Justice not yet served allege families of massacre victims

A complaint has been lodged with the police requesting the excavation of a burial site where over 180 unarmed Tamil individuals, including infants, have been buried after being killed by state defence forces.

The complainant is a person who lost ten family members in the massacre.

The 35th anniversary of the Sathurukondan massacre, regarding which strong evidence has been recorded before a presidential commission implicating state defence forces, was commemorated by the Tamil community in eastern Sri Lanka with offerings of flowers and the lighting of lamps.

In his complaint to the Kokkuvil Police Station in Batticaloa, Vairamuttu Kulandavadivel describes how he hid and witnessed the army surrounding his village and abducting ten members of his family, including his mother, father, younger sister, younger brother, grandfather, grandmother, and three children of his sisters, three and a half decades ago.

He requests that his relatives’ bodies be recovered, as there are eyewitnesses to the place where they were buried after being killed.

“There are survivors who witnessed that they were hacked, shot and buried at the Boys’ Town camp in Sathurukondan. Therefore, there is a need to recover our relatives’ bodies.”

Through his complaint, he requests the police to conduct excavations at the Boys’ Town camp in Sathurukondan, where villagers including his relatives are said to have been buried.

“I am filing a complaint seeking that excavations be conducted at the Boys’ Town military camp in Sathurukondan, where our relatives have been buried.”

Sathurukondan had not been included in the list of mass graves recently revealed by Justice Minister Harshana Nanayakkara as sites under investigation.

The 35th anniversary commemoration, held on the evening of 9 September 2025 near the monument built at the Panichchaiyadi junction in Sathurukondan, was organized by the relatives of the 184 victims from four villages who were murdered on 9 September 1990.

According to evidence presented before the Presidential Commission of Inquiry into Involuntary Removal or Disappearances of Persons in the Northern and Eastern Provinces, chaired by retired High Court Justice Krishnapillai Palakidner and appointed by former President Chandrika Bandaranaike Kumaratunga on 4 January 1995, officials of the Sathurukondan Boys’ Town camp were implicated in the massacre.

The only person who survived the massacre carried out by the army was Kandasamy Krishnakumar from Pilleiyaradi, who was 27 at the time.

According to him, at around 5.30 pm on 9 September 1990, a group of armed soldiers from the Boys’ Town military camp in Sathurukondan had entered the villages of Sathurukondan, Kokkuvil, Panichchaiyadi and Pilleyaradi, and had ordered villagers to come out of their houses.

In addition, 185 villagers who came out to the streets were surrounded, had their hands tied behind their backs, and were taken to the military camp.

Among them were 38 villagers from Sathurukondan, 47 from Kokkuvil, 37 from Panichchaiyadi and 62 from Pilleyaradi.

Among those arrested by the military were 85 women including pregnant mothers.

The group also included 42 children under the age of ten and 28 people over the age of 60.

Even though the soldiers had told the villagers that they were being taken to the military camp for an ordinary investigation and would be released after questioning, no one returned home for several hours except one.

According to the Palakidner commission’s reports, Krishnakumar, showing his wounds, had said that soldiers stabbed him three times in the chest.

He had also seen around ten other people lying on the ground with stab wounds.

Rape cases involving women

The following is an excerpt from the shocking statement given to the Tamil Net website by Krishnakumar three years later, in which he had revealed the horrific acts against women committed by soldiers.

He had witnessed this while lying on the ground after being wounded.

“They brought girls who were completely naked.

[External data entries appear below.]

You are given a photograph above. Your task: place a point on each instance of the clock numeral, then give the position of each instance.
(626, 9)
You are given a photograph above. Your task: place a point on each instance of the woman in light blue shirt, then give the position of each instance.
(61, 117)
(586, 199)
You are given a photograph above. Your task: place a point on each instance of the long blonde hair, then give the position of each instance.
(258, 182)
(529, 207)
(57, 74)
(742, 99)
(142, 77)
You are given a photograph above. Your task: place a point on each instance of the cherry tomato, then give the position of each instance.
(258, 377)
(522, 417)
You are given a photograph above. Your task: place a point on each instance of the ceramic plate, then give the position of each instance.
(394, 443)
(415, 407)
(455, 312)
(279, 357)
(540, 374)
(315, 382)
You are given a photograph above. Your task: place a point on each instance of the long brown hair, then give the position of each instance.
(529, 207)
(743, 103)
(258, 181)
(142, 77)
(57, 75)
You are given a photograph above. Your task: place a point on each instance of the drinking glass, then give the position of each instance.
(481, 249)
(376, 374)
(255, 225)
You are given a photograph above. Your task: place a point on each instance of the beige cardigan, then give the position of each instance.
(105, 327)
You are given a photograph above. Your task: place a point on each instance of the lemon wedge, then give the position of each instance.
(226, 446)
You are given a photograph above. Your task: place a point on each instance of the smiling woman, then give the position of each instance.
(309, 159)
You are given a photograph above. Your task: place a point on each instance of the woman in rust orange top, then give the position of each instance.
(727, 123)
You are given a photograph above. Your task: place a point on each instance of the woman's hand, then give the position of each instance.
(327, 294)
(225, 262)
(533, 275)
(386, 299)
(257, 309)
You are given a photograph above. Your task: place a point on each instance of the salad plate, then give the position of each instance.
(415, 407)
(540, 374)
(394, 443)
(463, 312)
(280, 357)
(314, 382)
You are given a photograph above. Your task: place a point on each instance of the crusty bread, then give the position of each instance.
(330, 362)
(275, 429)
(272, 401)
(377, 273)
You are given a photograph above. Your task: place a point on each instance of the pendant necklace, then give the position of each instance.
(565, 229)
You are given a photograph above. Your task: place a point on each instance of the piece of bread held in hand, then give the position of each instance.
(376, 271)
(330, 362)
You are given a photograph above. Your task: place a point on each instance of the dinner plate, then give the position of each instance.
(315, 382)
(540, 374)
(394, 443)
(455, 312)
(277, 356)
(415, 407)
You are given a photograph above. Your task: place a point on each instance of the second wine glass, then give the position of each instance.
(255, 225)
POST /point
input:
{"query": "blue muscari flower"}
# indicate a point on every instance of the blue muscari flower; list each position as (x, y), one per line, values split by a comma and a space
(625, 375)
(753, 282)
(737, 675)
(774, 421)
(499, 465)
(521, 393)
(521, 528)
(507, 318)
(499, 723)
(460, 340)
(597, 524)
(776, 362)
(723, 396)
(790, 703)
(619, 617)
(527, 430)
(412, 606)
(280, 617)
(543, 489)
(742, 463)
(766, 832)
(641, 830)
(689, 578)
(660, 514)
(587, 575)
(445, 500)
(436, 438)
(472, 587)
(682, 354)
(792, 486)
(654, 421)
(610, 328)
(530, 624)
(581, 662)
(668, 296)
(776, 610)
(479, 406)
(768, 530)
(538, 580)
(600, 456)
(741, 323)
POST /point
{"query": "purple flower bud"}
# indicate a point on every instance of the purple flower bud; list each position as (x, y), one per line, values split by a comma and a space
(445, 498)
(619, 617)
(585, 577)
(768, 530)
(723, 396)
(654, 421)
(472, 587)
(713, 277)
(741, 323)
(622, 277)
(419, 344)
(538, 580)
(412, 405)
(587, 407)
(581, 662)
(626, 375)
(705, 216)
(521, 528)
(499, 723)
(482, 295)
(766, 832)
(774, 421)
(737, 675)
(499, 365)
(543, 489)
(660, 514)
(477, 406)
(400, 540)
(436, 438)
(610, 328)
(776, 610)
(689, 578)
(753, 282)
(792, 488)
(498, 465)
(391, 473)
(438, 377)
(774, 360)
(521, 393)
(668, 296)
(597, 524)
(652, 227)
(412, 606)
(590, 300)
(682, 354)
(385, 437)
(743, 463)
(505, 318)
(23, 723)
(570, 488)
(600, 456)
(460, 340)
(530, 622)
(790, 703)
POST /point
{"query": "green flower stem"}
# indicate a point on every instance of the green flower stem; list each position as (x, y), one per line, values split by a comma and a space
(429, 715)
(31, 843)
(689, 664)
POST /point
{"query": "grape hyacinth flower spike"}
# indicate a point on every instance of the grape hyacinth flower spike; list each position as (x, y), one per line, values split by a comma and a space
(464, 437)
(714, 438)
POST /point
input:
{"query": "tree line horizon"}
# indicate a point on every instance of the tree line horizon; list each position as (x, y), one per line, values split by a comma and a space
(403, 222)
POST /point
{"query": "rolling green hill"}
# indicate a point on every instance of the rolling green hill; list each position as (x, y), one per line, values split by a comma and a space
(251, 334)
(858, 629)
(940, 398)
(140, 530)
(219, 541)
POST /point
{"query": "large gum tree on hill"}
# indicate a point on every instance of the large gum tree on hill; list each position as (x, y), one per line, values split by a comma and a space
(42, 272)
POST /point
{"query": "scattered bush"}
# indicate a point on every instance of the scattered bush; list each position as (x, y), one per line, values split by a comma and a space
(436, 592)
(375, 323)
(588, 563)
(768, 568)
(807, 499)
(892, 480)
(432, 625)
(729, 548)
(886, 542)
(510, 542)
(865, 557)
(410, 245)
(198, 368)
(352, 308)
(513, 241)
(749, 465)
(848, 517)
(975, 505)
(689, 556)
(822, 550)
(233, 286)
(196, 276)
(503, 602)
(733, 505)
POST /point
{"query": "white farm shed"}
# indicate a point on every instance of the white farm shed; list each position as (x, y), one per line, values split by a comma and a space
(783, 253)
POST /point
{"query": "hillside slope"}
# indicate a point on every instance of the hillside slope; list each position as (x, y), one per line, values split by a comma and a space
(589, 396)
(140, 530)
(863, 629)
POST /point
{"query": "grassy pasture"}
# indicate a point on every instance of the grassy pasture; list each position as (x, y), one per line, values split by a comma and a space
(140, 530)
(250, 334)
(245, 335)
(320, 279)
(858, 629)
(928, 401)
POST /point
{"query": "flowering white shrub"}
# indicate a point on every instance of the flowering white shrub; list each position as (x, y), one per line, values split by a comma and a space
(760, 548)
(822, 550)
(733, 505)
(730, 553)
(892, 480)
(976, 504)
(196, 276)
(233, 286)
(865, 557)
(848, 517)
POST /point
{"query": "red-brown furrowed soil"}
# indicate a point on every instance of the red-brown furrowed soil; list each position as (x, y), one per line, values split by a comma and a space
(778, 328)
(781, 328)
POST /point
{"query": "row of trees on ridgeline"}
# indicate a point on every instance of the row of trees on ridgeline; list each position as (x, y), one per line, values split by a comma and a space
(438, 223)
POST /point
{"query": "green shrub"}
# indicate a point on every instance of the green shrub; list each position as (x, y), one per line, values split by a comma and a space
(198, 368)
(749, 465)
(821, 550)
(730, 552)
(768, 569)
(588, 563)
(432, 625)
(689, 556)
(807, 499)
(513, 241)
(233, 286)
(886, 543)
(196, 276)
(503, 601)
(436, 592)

Their mouths were filled with soil, and they were raped repeatedly. Then the soldiers brought swords and cut off their breasts. Three of the girls were pushed into a well. While they continued to rape, kill and dispose of bodies in pits, I slowly crawled out in the dark. After the soldiers left, I crawled toward the fence of the camp and hid in the scrub jungle behind it. Later, the soldiers brought tires and set the bodies in the pits on fire. The fire burned until around 3 am. After it was extinguished, the pit was filled with soil.”

Family members of the massacre victims allege that justice has not yet been served despite the fact that it has been revealed before a presidential commission that army personnel and village guards committed that crime.